Vitamin D = Sun. Diet. Supplements.
Vitamin D is a nutrient needed to maintain strong bones and for overall good health. It is a fat-soluble vitamin that aids in the absorption of calcium and phosphorus in our bodies and protects against the loss of bone mass. Vitamin D helps regulate how much calcium remains in our blood, helps muscles function and is needed to maintain the nervous system. Vitamin D plays an important role with the immunity as well. The latest research links vitamin D deficiency to mood swings, depression, lack of energy, chronic skin conditions, and other chronic diseases. There are three ways to get vitamin D: the sun, diet or supplements.
from the Sun – known as the "sunshine vitamin," the body converts sunlight into vitamin D after it hits unprotected skin.
from the Diet – very few foods contain significant amounts of vitamin D. Fatty fish such as salmon and mackerel are among the best sources of vitamin D. Check out Spotlight on Taste for more sources of Vitamin D in the diet.
from Supplements – some individuals may require a vitamin D supplement. Typically, this may include seniors, breast-fed infants, people with dark skin, individuals with certain medical conditions including kidney and liver disease, celiac disease and Crohn's disease; and those with obesity or a history of gastric bypass surgery. Always check with your health care provider before taking a vitamin D supplement. Tip: If supplementation is recommended, take it with food to help absorption.
Regardless if the vitamin D comes from food, a supplement or the sun, it requires a series of complex metabolisms that are necessary before the vitamin becomes biologically active. Vitamin D was identified as “an under-consumed nutrient” in the 2015-2020 Dietary Guidelines for Americans. As a result, beginning January 2020, the nutrition facts on a food label will now include the vitamin D content along with the % Daily Value (DV) of vitamin D that is provided per serving. In general, any food that provides 20% or more of the DV is considered to be a high source of the nutrient. However, foods providing lower percentages of the DV can also contribute to a healthful diet.

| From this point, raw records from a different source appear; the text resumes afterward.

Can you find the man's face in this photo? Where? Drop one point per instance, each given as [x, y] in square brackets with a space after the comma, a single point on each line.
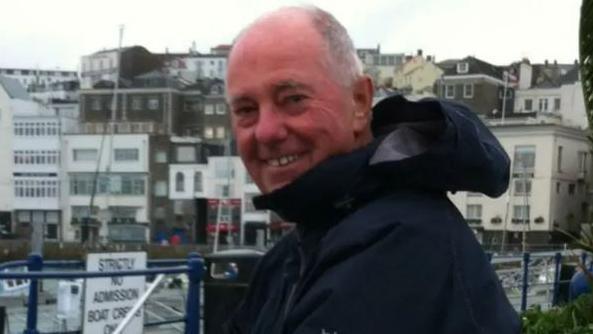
[288, 111]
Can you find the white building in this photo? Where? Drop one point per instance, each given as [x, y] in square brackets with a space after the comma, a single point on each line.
[30, 78]
[551, 89]
[121, 200]
[223, 179]
[10, 90]
[548, 189]
[201, 66]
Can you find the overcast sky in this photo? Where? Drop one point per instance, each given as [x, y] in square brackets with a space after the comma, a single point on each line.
[54, 34]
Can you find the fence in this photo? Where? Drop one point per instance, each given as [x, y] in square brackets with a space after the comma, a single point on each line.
[528, 279]
[193, 266]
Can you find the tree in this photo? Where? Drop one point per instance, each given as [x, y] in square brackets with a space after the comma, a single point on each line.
[586, 57]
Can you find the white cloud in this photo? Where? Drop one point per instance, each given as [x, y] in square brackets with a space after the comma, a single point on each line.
[56, 33]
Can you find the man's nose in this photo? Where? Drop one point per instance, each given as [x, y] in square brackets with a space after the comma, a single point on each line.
[271, 127]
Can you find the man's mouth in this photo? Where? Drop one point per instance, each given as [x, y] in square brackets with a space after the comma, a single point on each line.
[283, 160]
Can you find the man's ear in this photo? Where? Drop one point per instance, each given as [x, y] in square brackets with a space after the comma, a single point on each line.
[362, 91]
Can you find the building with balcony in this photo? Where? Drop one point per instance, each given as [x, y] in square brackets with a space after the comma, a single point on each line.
[550, 180]
[38, 78]
[107, 186]
[551, 88]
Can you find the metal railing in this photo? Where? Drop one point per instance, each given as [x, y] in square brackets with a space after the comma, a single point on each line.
[535, 278]
[193, 266]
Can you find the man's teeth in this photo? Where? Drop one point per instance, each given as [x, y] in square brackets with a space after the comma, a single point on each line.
[283, 161]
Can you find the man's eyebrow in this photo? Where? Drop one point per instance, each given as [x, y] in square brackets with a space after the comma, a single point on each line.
[240, 99]
[289, 85]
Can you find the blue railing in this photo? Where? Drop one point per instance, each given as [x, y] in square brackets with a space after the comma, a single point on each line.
[193, 266]
[535, 278]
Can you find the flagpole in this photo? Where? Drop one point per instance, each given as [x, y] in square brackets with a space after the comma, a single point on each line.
[504, 95]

The most well-established consequences of a vitamin D deficiency are osteomalacia, osteopenia and osteoporosis in adults. Osteomalacia refers to a marked softening of the bones. Osteoporosis and osteopenia (the precursor of osteoporosis) refers to a decrease in bone density. Rickets, the softening and weakening in bones in children as a result of an extreme and prolonged vitamin D deficiency, has become rare in the United States relating to the fortification of milk with vitamin D that began in the 1930s. FYI: Vitamin D toxicity is rare and typically due to extremely high doses vitamin D.